Putin’s police state
For seen from Moscow Today’s Ukraine still has its three identities, which coincide with its historical epochs. First there was “Ukraine”, the border country – as it means – between the Catholic Poles in the west, and the Muslim Tatars in the south. It was here that the largely stateless Orthodox Cossacks lived, in the border country itself. Then there was “New Russia” in connection with Catherine the Great leaving the land east of the Dnieper River, and down to the Black Sea and Crimea, under her at the end of the 18th century. That was when Russia really became a European superpower. Then there was the administrative unit “Little Russia”, as Ukraine was known, until the Russian Empire collapsed in 1917.

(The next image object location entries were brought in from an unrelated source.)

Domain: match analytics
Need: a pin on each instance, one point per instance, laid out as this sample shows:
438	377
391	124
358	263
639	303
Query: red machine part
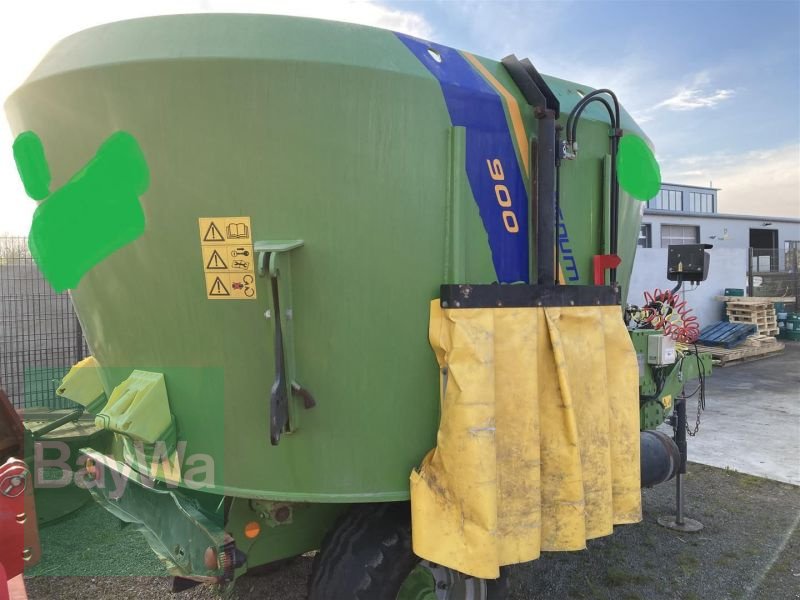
19	536
667	311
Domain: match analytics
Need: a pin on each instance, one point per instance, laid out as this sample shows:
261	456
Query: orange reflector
252	529
210	558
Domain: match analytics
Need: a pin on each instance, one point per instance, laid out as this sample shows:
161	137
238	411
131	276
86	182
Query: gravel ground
749	548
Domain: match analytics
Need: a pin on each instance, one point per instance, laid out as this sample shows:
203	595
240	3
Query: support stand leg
679	522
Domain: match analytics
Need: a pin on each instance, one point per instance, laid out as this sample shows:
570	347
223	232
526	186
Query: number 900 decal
502	195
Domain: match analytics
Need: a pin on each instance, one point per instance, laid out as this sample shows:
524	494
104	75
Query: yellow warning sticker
226	244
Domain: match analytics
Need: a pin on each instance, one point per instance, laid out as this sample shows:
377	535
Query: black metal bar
551	100
530	90
279	400
546	198
520	295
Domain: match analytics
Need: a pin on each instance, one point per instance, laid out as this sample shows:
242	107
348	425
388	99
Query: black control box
688	262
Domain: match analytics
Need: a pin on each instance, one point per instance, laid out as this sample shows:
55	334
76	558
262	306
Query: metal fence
40	336
774	272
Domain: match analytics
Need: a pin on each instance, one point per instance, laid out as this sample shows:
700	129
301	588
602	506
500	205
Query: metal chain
697	422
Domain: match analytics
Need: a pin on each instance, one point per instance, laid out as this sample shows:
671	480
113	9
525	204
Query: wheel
367	556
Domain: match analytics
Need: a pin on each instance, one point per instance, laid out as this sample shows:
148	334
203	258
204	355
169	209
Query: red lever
602	262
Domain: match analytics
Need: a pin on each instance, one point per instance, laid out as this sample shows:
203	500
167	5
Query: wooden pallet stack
732	343
760	314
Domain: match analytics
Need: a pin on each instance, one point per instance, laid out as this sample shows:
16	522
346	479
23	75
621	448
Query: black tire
367	555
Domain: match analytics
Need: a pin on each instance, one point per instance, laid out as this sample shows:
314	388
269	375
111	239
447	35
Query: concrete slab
752	418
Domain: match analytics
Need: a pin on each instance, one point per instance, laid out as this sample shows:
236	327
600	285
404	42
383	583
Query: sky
715	85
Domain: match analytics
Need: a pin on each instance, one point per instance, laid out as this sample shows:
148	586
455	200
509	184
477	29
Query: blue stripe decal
497	187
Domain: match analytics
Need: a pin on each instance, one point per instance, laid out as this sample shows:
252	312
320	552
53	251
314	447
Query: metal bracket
273	260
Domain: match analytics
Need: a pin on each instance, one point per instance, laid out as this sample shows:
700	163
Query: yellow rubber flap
538	444
138	407
82	384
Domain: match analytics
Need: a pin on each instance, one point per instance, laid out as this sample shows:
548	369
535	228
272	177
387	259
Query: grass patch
616	577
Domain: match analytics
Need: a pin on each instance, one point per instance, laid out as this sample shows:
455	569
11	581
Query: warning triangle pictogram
218	288
216	262
213	234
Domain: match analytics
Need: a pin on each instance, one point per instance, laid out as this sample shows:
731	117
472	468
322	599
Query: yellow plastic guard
82	384
138	407
538	444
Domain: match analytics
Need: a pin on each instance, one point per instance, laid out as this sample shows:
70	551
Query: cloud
693	98
761	182
29	29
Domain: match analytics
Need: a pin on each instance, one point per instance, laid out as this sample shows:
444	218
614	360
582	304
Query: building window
700	202
679	234
667	200
645	236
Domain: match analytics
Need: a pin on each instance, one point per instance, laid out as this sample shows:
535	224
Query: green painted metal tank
378	151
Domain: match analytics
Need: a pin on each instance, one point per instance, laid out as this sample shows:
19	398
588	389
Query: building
742	245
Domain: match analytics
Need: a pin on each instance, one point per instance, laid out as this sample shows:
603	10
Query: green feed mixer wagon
351	291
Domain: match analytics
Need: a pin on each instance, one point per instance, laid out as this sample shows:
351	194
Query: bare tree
13	248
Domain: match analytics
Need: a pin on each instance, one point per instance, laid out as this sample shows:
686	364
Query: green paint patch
32	165
637	169
94	214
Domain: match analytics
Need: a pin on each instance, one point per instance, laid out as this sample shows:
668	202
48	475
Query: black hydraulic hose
571	127
579	110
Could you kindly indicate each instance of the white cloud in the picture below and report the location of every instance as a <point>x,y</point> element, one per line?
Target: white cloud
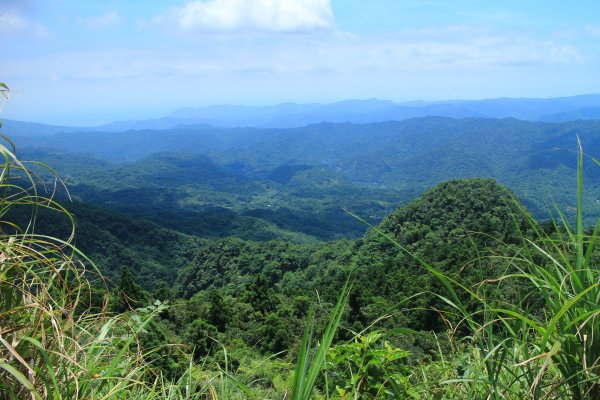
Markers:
<point>107,20</point>
<point>13,22</point>
<point>233,16</point>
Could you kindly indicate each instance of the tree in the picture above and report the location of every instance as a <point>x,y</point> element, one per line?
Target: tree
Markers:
<point>128,294</point>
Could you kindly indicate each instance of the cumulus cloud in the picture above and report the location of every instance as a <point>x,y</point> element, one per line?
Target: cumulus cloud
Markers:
<point>14,22</point>
<point>233,16</point>
<point>107,20</point>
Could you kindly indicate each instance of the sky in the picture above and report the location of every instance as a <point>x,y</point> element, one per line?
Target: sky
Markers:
<point>78,62</point>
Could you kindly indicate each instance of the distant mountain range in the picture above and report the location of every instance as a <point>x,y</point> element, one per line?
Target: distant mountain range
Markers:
<point>291,115</point>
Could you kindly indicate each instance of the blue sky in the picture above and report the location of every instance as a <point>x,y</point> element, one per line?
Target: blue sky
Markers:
<point>87,62</point>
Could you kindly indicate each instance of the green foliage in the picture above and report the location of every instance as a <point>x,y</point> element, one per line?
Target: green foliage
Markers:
<point>369,367</point>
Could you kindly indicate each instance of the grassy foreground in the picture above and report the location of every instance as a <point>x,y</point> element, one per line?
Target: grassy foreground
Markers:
<point>57,341</point>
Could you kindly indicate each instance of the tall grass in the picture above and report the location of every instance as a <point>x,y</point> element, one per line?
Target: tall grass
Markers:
<point>543,345</point>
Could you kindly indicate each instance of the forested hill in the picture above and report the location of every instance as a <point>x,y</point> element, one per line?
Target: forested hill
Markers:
<point>455,226</point>
<point>269,180</point>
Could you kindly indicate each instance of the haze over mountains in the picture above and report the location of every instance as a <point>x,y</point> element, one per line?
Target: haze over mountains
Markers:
<point>290,115</point>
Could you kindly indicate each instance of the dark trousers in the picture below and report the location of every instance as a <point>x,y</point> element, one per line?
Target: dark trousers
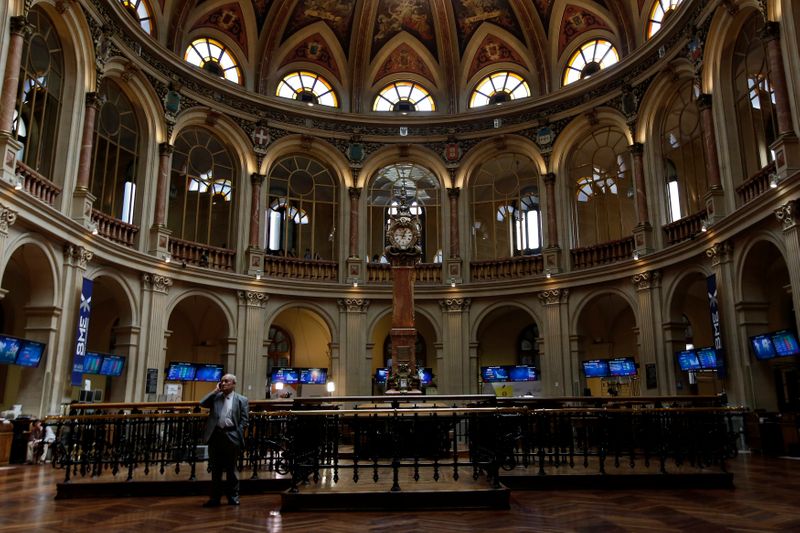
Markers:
<point>222,454</point>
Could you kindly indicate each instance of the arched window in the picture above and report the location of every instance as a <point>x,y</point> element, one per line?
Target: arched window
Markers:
<point>307,87</point>
<point>301,209</point>
<point>422,191</point>
<point>141,12</point>
<point>39,95</point>
<point>498,88</point>
<point>589,59</point>
<point>506,217</point>
<point>604,203</point>
<point>684,158</point>
<point>404,96</point>
<point>661,10</point>
<point>755,98</point>
<point>201,199</point>
<point>212,56</point>
<point>114,161</point>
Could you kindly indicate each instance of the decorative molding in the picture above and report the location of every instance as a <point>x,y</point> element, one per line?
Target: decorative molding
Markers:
<point>554,296</point>
<point>157,282</point>
<point>720,252</point>
<point>7,218</point>
<point>455,305</point>
<point>253,298</point>
<point>786,215</point>
<point>353,305</point>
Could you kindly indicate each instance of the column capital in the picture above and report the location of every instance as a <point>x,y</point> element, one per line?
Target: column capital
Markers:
<point>455,305</point>
<point>156,282</point>
<point>554,296</point>
<point>353,305</point>
<point>646,280</point>
<point>786,215</point>
<point>77,256</point>
<point>253,298</point>
<point>7,218</point>
<point>720,252</point>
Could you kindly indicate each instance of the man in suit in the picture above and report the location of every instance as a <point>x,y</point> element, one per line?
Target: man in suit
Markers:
<point>227,418</point>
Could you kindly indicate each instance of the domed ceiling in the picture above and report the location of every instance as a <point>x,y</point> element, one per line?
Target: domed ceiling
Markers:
<point>360,44</point>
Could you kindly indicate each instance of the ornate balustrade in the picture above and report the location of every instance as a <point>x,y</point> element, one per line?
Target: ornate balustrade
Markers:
<point>37,185</point>
<point>115,230</point>
<point>385,436</point>
<point>509,268</point>
<point>305,269</point>
<point>602,254</point>
<point>756,185</point>
<point>685,228</point>
<point>202,255</point>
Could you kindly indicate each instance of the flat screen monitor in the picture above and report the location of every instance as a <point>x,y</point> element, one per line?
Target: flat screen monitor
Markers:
<point>708,358</point>
<point>494,374</point>
<point>313,376</point>
<point>381,374</point>
<point>9,347</point>
<point>688,360</point>
<point>181,372</point>
<point>425,375</point>
<point>92,362</point>
<point>785,343</point>
<point>112,365</point>
<point>763,347</point>
<point>622,366</point>
<point>523,373</point>
<point>208,372</point>
<point>596,368</point>
<point>285,375</point>
<point>30,353</point>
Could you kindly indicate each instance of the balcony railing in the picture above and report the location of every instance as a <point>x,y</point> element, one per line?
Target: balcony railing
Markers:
<point>37,185</point>
<point>202,255</point>
<point>426,273</point>
<point>115,230</point>
<point>756,185</point>
<point>602,254</point>
<point>509,268</point>
<point>301,269</point>
<point>685,228</point>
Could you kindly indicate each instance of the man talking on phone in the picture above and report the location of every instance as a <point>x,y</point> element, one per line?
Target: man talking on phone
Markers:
<point>227,418</point>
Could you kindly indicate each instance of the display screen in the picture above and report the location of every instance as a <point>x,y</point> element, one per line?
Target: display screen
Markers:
<point>785,343</point>
<point>688,360</point>
<point>181,372</point>
<point>622,366</point>
<point>315,376</point>
<point>762,346</point>
<point>92,362</point>
<point>112,366</point>
<point>707,357</point>
<point>9,347</point>
<point>285,375</point>
<point>596,368</point>
<point>523,373</point>
<point>493,374</point>
<point>208,372</point>
<point>381,374</point>
<point>30,353</point>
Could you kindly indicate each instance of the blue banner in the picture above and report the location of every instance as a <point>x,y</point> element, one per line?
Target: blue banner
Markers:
<point>84,310</point>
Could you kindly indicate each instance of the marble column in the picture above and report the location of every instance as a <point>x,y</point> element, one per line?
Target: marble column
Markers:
<point>352,376</point>
<point>453,372</point>
<point>558,368</point>
<point>252,322</point>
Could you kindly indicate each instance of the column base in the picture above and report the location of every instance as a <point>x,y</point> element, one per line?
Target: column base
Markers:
<point>787,156</point>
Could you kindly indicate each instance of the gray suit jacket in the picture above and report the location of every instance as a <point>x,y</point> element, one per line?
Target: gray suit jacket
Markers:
<point>239,415</point>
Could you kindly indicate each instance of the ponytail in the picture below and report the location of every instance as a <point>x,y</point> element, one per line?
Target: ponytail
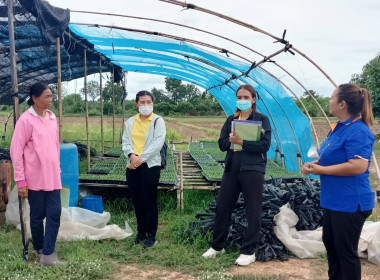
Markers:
<point>367,115</point>
<point>358,100</point>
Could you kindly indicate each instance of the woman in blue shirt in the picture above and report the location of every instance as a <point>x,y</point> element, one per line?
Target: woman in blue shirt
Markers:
<point>346,194</point>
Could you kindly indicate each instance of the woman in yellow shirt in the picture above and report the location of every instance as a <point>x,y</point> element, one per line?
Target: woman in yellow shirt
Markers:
<point>143,139</point>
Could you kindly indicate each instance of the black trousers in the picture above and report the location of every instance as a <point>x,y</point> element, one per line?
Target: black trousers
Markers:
<point>44,204</point>
<point>341,234</point>
<point>234,181</point>
<point>142,183</point>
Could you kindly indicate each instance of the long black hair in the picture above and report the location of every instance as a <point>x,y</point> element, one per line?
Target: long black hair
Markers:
<point>36,90</point>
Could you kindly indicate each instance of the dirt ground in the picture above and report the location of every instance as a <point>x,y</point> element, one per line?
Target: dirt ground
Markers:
<point>293,269</point>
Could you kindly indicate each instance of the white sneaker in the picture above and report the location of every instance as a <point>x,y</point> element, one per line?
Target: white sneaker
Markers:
<point>211,253</point>
<point>244,260</point>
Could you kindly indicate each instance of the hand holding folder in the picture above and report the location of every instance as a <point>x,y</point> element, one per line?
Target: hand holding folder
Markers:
<point>247,130</point>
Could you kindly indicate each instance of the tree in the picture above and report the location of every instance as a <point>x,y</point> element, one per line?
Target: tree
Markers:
<point>118,91</point>
<point>93,90</point>
<point>370,79</point>
<point>185,107</point>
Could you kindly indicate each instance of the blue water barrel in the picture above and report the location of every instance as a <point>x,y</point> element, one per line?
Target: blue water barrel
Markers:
<point>70,170</point>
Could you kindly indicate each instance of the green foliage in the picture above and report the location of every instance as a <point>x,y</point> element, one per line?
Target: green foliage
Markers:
<point>173,135</point>
<point>311,106</point>
<point>73,104</point>
<point>93,90</point>
<point>370,79</point>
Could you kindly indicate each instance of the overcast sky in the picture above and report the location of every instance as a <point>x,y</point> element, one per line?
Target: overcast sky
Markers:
<point>341,36</point>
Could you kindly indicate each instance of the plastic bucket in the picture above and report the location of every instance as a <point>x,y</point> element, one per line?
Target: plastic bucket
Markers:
<point>65,195</point>
<point>93,203</point>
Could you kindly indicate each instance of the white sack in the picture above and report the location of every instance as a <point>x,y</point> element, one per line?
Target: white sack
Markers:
<point>76,223</point>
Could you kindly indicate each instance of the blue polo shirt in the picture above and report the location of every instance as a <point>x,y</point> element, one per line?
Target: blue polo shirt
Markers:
<point>345,193</point>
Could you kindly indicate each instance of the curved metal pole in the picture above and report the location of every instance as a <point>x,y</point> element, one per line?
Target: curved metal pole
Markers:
<point>240,44</point>
<point>242,23</point>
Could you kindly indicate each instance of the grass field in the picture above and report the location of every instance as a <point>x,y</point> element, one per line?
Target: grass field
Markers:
<point>101,259</point>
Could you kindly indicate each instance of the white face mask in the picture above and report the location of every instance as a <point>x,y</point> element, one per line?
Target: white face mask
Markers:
<point>145,110</point>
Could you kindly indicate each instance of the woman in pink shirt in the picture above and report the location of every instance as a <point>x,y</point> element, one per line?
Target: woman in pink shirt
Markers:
<point>35,157</point>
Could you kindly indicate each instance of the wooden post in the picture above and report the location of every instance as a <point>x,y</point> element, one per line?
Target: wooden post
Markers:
<point>113,107</point>
<point>101,105</point>
<point>59,81</point>
<point>12,52</point>
<point>176,164</point>
<point>86,111</point>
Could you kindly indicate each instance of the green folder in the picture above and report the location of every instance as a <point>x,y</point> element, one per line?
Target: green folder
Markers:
<point>247,130</point>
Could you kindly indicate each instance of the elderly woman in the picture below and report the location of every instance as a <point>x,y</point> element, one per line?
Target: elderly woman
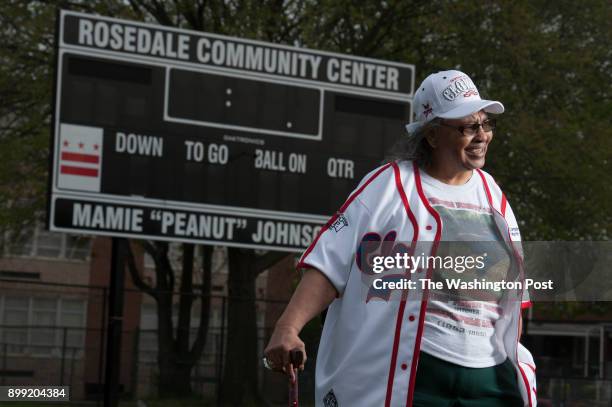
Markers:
<point>415,347</point>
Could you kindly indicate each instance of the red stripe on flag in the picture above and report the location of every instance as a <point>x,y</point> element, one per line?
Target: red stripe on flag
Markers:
<point>85,172</point>
<point>84,158</point>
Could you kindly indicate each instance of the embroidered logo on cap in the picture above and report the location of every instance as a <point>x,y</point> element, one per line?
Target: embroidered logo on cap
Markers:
<point>461,85</point>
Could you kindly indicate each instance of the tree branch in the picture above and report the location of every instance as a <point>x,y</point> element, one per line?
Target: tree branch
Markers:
<point>136,278</point>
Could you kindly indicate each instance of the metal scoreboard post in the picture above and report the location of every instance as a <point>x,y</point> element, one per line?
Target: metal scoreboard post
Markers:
<point>171,134</point>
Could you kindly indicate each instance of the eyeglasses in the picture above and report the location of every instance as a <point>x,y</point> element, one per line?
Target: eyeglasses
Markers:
<point>472,129</point>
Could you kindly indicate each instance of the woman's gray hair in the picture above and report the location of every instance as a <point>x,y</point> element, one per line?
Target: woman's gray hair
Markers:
<point>413,147</point>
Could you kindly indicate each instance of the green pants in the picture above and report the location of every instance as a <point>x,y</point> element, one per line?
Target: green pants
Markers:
<point>444,384</point>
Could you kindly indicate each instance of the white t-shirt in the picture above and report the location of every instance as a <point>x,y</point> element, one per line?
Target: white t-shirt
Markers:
<point>462,330</point>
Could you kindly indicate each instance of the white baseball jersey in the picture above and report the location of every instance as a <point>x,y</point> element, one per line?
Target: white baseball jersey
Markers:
<point>369,348</point>
<point>528,365</point>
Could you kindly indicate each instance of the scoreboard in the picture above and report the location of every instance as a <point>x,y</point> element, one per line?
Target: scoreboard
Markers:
<point>172,134</point>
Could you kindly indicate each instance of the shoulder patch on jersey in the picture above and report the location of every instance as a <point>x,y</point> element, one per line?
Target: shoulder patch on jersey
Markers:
<point>340,223</point>
<point>330,399</point>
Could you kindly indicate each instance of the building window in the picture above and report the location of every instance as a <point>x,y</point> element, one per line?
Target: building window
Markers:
<point>38,242</point>
<point>36,326</point>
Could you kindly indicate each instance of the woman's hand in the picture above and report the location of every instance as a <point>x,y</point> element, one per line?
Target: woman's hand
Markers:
<point>312,295</point>
<point>284,339</point>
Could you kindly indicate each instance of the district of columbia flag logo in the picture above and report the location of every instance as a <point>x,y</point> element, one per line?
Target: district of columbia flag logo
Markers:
<point>80,158</point>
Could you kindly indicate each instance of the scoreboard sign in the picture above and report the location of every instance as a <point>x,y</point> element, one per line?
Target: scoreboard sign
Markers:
<point>171,134</point>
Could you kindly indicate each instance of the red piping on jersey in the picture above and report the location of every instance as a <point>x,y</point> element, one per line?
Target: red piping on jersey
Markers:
<point>331,220</point>
<point>434,248</point>
<point>489,197</point>
<point>402,306</point>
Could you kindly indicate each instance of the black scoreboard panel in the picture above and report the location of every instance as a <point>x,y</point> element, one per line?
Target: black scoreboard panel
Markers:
<point>129,98</point>
<point>171,134</point>
<point>213,99</point>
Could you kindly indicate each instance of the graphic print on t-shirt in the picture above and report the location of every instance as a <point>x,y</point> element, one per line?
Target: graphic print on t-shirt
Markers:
<point>460,325</point>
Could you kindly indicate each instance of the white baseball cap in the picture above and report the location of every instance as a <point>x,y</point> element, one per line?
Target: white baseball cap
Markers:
<point>448,95</point>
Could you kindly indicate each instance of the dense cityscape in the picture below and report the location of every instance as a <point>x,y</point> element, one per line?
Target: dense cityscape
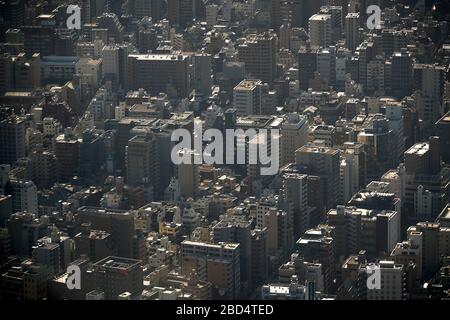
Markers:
<point>224,150</point>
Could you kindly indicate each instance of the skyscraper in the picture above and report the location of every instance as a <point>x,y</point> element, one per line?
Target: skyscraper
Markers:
<point>402,74</point>
<point>352,30</point>
<point>116,275</point>
<point>320,31</point>
<point>180,12</point>
<point>258,52</point>
<point>216,263</point>
<point>322,162</point>
<point>158,73</point>
<point>12,139</point>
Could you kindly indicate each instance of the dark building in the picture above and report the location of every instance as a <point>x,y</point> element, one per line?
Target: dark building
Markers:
<point>12,139</point>
<point>180,12</point>
<point>117,275</point>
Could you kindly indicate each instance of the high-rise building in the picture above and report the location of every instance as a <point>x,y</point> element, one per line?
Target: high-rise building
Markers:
<point>258,52</point>
<point>336,20</point>
<point>201,75</point>
<point>119,223</point>
<point>180,12</point>
<point>442,130</point>
<point>158,73</point>
<point>307,65</point>
<point>47,254</point>
<point>294,135</point>
<point>322,162</point>
<point>318,246</point>
<point>39,39</point>
<point>247,97</point>
<point>391,281</point>
<point>116,275</point>
<point>96,244</point>
<point>12,139</point>
<point>426,181</point>
<point>379,143</point>
<point>188,176</point>
<point>429,79</point>
<point>352,21</point>
<point>142,161</point>
<point>320,31</point>
<point>402,74</point>
<point>376,231</point>
<point>24,196</point>
<point>216,263</point>
<point>326,65</point>
<point>67,154</point>
<point>295,192</point>
<point>235,230</point>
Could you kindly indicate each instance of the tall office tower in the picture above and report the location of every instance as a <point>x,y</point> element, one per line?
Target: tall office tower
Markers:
<point>292,13</point>
<point>376,77</point>
<point>247,96</point>
<point>365,52</point>
<point>212,12</point>
<point>6,73</point>
<point>158,73</point>
<point>25,229</point>
<point>402,74</point>
<point>67,150</point>
<point>318,245</point>
<point>39,39</point>
<point>276,14</point>
<point>435,245</point>
<point>19,73</point>
<point>114,64</point>
<point>294,135</point>
<point>320,31</point>
<point>91,152</point>
<point>5,211</point>
<point>119,223</point>
<point>111,22</point>
<point>307,65</point>
<point>142,8</point>
<point>258,259</point>
<point>180,12</point>
<point>96,244</point>
<point>352,21</point>
<point>426,181</point>
<point>258,52</point>
<point>430,79</point>
<point>13,12</point>
<point>24,196</point>
<point>142,161</point>
<point>45,167</point>
<point>336,20</point>
<point>353,225</point>
<point>324,163</point>
<point>410,250</point>
<point>218,264</point>
<point>116,275</point>
<point>279,233</point>
<point>201,77</point>
<point>188,176</point>
<point>47,254</point>
<point>295,193</point>
<point>392,281</point>
<point>12,139</point>
<point>147,38</point>
<point>378,140</point>
<point>442,130</point>
<point>326,65</point>
<point>236,229</point>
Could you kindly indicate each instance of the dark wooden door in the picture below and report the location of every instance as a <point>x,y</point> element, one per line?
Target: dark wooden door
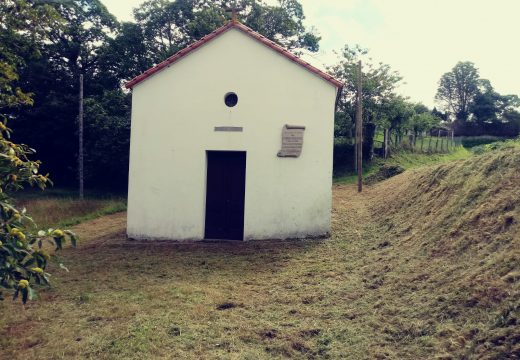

«Borderland», and diminutives of Russia itself, such is the derogatory and historical understanding of Ukraine among most Russians. This has consequences for the current policy formulation. Not least because it is also a perspective that President Putin himself shares. Seen from Moscow, Ukraine is the poor cousin they have always controlled, not least because both peoples are predominantly Orthodox believers. But then suddenly the poor cousin starts playing with much more powerful and richer friends, and turns away from his more powerful relative, as Ukraine did after the revolution in 2014. For this difficult relationship is as much identity history as it is security policy.
Gloomy prospects for the next year
The Soviet Union ceased to exist in Christmas 1991, Ukraine was not an independent state other than on paper. The national freedom came like Christmas Eve on the old woman. The nation-building process has been bumpy and difficult, with large parts of the country identifying with Central Europe, and large parts – historically – with Russia. No less than two revolutions were needed for the country to lean to the west. Putin has contributed greatly to Ukrainian nation-building with the annexation of Crimea and support for the pro-Russian uprising in the east. Ukrainians are now much more united than ever before in their exceptionally motley history. The Russian war threats are now further welding the Ukrainians together. In this sense, Putin has made a significant contribution to making “Little Russia” an adult.